12. Para além disso, temos que de igual modo não se vislumbra a necessidade de admissão da revista para melhor aplicação do direito, porquanto, prima facie não se descortina que o juízo firmado pelo TCA/S no acórdão sob impugnação, em inteira consonância com a decisão do TAC/LSB, aparente incorrer ou enfermar de erros lógicos ou jurídicos manifestos, tudo apontando, presentes os contornos do caso sub specie, no sentido de que o mesmo terá analisado e decidido com acerto a questão/pretensão formulada na sua integral e dupla dimensão, tanto mais que mostra-se estribado numa interpretação perfeitamente coerente e plausível das regras e dos princípios nele invocados, fazendo uma aplicação de todo o quadro normativo que está em linha com a jurisprudência e doutrina.

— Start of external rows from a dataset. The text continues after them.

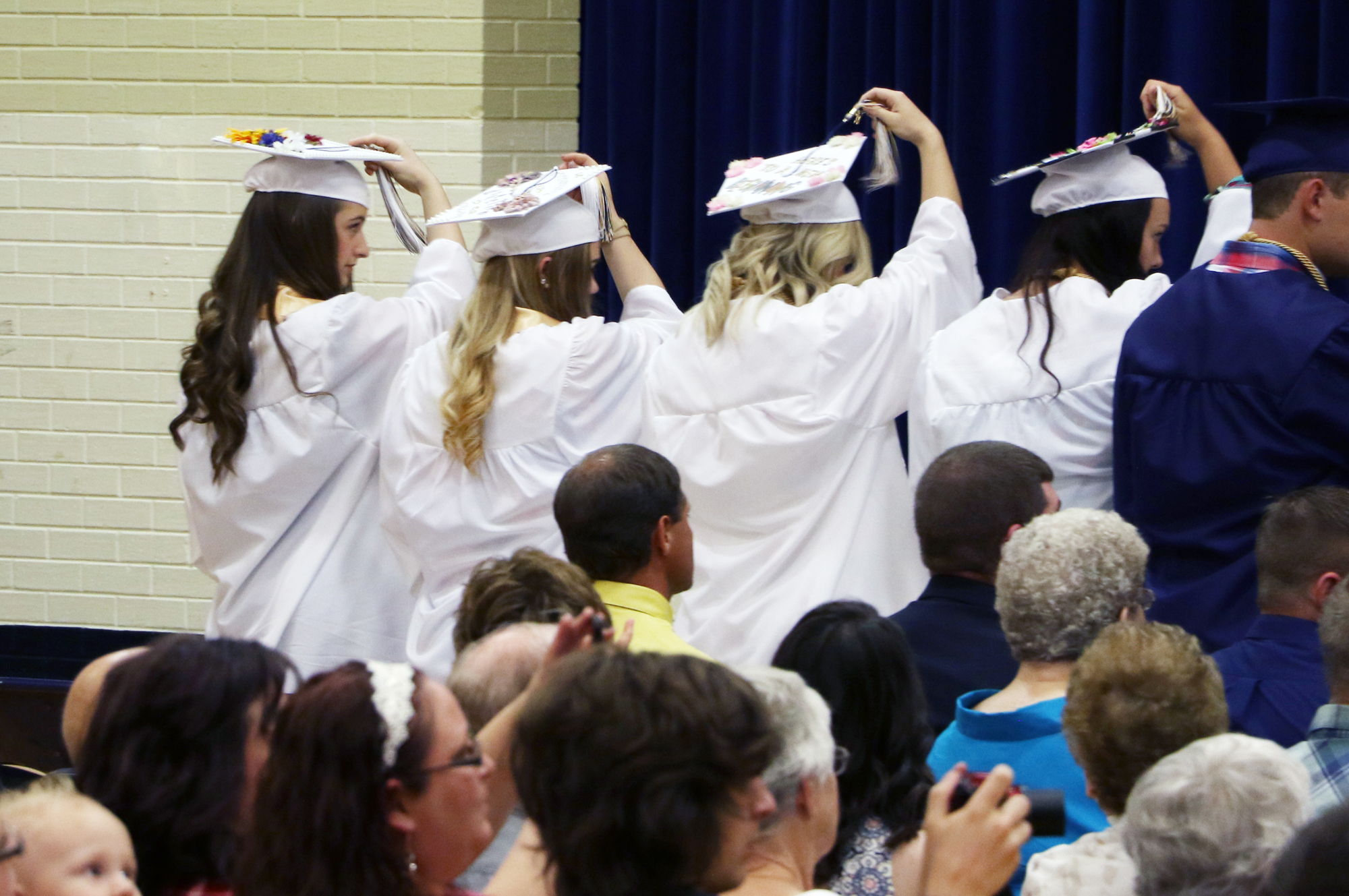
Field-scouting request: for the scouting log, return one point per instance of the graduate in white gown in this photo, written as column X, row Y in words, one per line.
column 778, row 404
column 1041, row 373
column 484, row 421
column 284, row 392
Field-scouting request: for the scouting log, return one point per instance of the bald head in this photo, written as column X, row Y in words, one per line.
column 84, row 696
column 494, row 671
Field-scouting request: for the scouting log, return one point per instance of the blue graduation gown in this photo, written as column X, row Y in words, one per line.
column 1234, row 389
column 1274, row 679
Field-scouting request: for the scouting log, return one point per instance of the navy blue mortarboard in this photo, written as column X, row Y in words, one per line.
column 1302, row 136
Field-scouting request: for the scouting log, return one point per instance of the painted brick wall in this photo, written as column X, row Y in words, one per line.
column 114, row 210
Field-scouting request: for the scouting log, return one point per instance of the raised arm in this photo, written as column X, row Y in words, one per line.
column 1220, row 165
column 907, row 122
column 413, row 176
column 627, row 262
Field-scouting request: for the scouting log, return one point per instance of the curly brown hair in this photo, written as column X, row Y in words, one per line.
column 1139, row 692
column 627, row 763
column 320, row 823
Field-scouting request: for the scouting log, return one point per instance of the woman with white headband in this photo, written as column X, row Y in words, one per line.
column 284, row 392
column 778, row 401
column 377, row 787
column 485, row 420
column 1035, row 365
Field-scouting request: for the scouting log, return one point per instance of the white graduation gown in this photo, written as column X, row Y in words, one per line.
column 293, row 537
column 784, row 438
column 979, row 381
column 562, row 392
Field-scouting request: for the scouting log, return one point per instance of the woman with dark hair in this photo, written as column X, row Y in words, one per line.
column 284, row 390
column 1035, row 365
column 175, row 749
column 863, row 665
column 376, row 785
column 485, row 420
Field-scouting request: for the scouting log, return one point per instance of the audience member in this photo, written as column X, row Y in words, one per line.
column 376, row 785
column 529, row 586
column 1064, row 578
column 1274, row 676
column 68, row 843
column 486, row 678
column 1212, row 816
column 175, row 750
column 1141, row 691
column 644, row 773
column 969, row 501
column 802, row 779
column 625, row 522
column 864, row 668
column 83, row 698
column 1315, row 861
column 1325, row 753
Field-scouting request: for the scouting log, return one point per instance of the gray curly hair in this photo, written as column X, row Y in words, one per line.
column 1064, row 578
column 1211, row 818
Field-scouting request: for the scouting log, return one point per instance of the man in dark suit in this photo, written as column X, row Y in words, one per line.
column 968, row 504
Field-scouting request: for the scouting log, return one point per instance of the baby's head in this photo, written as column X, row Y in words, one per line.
column 72, row 845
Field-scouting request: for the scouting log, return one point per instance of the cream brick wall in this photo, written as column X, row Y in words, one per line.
column 114, row 210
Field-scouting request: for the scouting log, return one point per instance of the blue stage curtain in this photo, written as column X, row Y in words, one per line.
column 675, row 90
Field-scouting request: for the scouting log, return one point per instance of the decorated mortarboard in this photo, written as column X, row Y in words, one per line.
column 805, row 187
column 1162, row 121
column 1099, row 171
column 1304, row 136
column 531, row 212
column 308, row 164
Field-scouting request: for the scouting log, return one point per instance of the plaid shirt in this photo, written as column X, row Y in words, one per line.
column 1239, row 257
column 1327, row 756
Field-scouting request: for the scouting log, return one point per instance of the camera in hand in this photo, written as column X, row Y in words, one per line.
column 1046, row 815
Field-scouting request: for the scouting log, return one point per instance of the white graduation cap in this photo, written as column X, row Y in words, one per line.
column 798, row 188
column 308, row 164
column 529, row 212
column 1100, row 169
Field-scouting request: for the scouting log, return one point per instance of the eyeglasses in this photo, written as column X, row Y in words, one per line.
column 470, row 753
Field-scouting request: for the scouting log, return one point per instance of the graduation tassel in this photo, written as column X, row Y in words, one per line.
column 409, row 234
column 886, row 158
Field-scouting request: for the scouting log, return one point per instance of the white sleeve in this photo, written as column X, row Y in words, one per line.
column 875, row 334
column 601, row 401
column 1230, row 218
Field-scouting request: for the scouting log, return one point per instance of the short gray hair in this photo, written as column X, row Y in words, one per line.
column 1064, row 578
column 497, row 668
column 1335, row 634
column 801, row 717
column 1213, row 815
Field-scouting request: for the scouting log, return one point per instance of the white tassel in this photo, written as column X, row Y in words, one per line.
column 597, row 203
column 409, row 234
column 886, row 160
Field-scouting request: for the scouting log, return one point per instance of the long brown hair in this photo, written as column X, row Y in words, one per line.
column 507, row 282
column 281, row 238
column 788, row 262
column 320, row 823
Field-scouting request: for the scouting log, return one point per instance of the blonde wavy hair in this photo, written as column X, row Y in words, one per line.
column 507, row 282
column 788, row 262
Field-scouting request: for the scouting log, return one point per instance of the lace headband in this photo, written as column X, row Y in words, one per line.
column 393, row 699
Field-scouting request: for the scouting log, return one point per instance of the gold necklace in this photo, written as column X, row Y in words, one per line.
column 1251, row 237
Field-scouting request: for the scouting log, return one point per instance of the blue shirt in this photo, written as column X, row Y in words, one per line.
column 1031, row 741
column 958, row 643
column 1274, row 679
column 1232, row 390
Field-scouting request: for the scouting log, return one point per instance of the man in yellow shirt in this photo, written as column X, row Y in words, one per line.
column 625, row 522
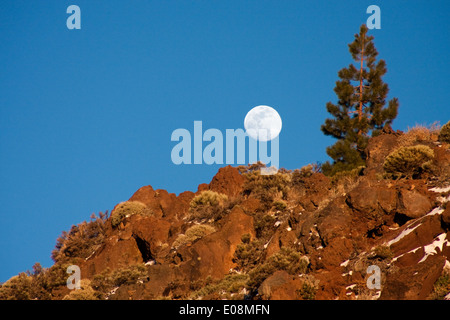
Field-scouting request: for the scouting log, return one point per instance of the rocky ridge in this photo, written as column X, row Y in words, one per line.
column 301, row 236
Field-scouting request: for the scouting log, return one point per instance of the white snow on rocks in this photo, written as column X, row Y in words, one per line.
column 438, row 242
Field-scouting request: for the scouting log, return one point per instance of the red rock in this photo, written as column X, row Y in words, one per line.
column 280, row 286
column 414, row 204
column 228, row 181
column 213, row 254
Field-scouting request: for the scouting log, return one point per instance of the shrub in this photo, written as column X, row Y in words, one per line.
column 444, row 134
column 263, row 224
column 84, row 293
column 207, row 205
column 81, row 240
column 418, row 133
column 408, row 162
column 226, row 288
column 267, row 188
column 17, row 288
column 286, row 259
column 441, row 287
column 279, row 205
column 248, row 254
column 126, row 209
column 193, row 233
column 107, row 280
column 309, row 288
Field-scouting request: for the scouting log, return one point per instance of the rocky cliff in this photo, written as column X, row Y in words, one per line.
column 294, row 235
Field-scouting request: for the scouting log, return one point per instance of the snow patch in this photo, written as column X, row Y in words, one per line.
column 345, row 263
column 437, row 243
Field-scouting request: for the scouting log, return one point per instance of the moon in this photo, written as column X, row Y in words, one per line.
column 263, row 123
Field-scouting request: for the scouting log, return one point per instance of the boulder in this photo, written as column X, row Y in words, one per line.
column 280, row 286
column 414, row 204
column 213, row 254
column 228, row 181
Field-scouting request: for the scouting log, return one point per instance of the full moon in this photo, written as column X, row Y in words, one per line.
column 263, row 123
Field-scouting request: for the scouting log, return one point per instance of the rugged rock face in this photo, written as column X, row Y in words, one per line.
column 336, row 230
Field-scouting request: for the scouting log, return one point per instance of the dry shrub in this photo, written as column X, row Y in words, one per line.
column 126, row 209
column 444, row 134
column 82, row 239
column 84, row 293
column 207, row 205
column 104, row 282
column 286, row 259
column 193, row 233
column 419, row 133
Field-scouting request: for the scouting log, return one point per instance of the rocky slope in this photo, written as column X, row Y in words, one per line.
column 294, row 235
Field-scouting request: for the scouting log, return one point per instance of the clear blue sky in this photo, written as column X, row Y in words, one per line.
column 86, row 115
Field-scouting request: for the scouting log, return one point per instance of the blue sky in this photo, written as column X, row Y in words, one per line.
column 86, row 115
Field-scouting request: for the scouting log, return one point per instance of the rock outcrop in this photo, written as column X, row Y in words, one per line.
column 252, row 249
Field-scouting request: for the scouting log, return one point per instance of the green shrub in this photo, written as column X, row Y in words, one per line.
column 17, row 288
column 226, row 288
column 383, row 252
column 444, row 134
column 207, row 205
column 193, row 233
column 126, row 209
column 441, row 287
column 409, row 162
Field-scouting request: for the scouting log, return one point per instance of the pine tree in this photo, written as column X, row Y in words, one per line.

13. De referir que a questão de inconstitucionalidade não constitui um objeto próprio dos recursos de revista, pois pode ser separadamente colocada junto do Tribunal Constitucional [TC], dado que envolvendo, na sua essência, a recusa de aplicação de quadro normativo em virtude de o mesmo enfermar de inconstitucionalidade, a mesma diz respeito a questão sobre a qual a intervenção deste Supremo Tribunal não pode assegurar as finalidades inerentes à razão de ser do recurso excecional de revista, isto é, de, em termos finais, decidir litígios e/ou orientar e definir interpretações para futuras decisões de casos semelhantes no âmbito daquilo que constituem as matérias da sua competência especializada, tanto mais que em sede do controlo da constitucionalidade das normas e das interpretações normativas feitas a última palavra caberá ou mostra-se acometida ao TC [cfr., entre outros, os Acs. do STA/Formação de Admissão Preliminar de 09.09.2015 - Proc. n.º 0881/15, de 03.12.2015 - 01544/15, de 08.03.2017 - Proc. n.º 0185/17, de 05.04.2017 - Proc. n.º 0352/17, de 11.01.2018 - Proc. n.º 01419/17, de 10.05.2019 - Proc. n.º 0445/15.1BEBRG, e nos mais recentes, os Acs. de 04.02.2021 - Procs. n.ºs 0549/13.5BEAVR, 0822/09.7BECBR e 02605/14.3BESNT, de 18.02.2021 - Procs. n.ºs 01382/20.3BELSB, 0804/17.5BEPRT, de 11.03.2021 - Proc. n.º 1240/19.4BEPNF-S1, de 22.04.2021 - Proc. n.º 1182/08.9BESNT, 13.05.2021 - Proc. n.º 02045/19.8BEPRT e 01703/17.6BELSB-R1, de 24.06.2021 - Proc. n.º 01703/17.6BELSB-S1, de 13.07.2021 - Procs. n.ºs 020024/16.5BCLSB e 0387/14.8BEALM, de 07.10.2021 - Proc. n.º 0288/21.3BEBRG, de 18.11.2021 - Proc. n.º 0434/20.4BEPRT-S1].

14. Impõe-se, assim, concluir no sentido de que não se justifica admitir a presente revista, valendo in casu a regra da excecionalidade supra enunciada.

DECISÃO
Nestes termos e de harmonia com o disposto no art. 150.º do CPTA, acordam os juízes da formação de apreciação preliminar da Secção de Contencioso Administrativo deste Supremo Tribunal em não admitir a revista.
Sem custas atenta a isenção legal [cfr. art. 04.º, n.ºs 2, al. b), 4 e 6 do RCP].
D.N..
Lisboa, 09 de dezembro de 2021. – Carlos Carvalho (relator) – Teresa de Sousa – José Veloso.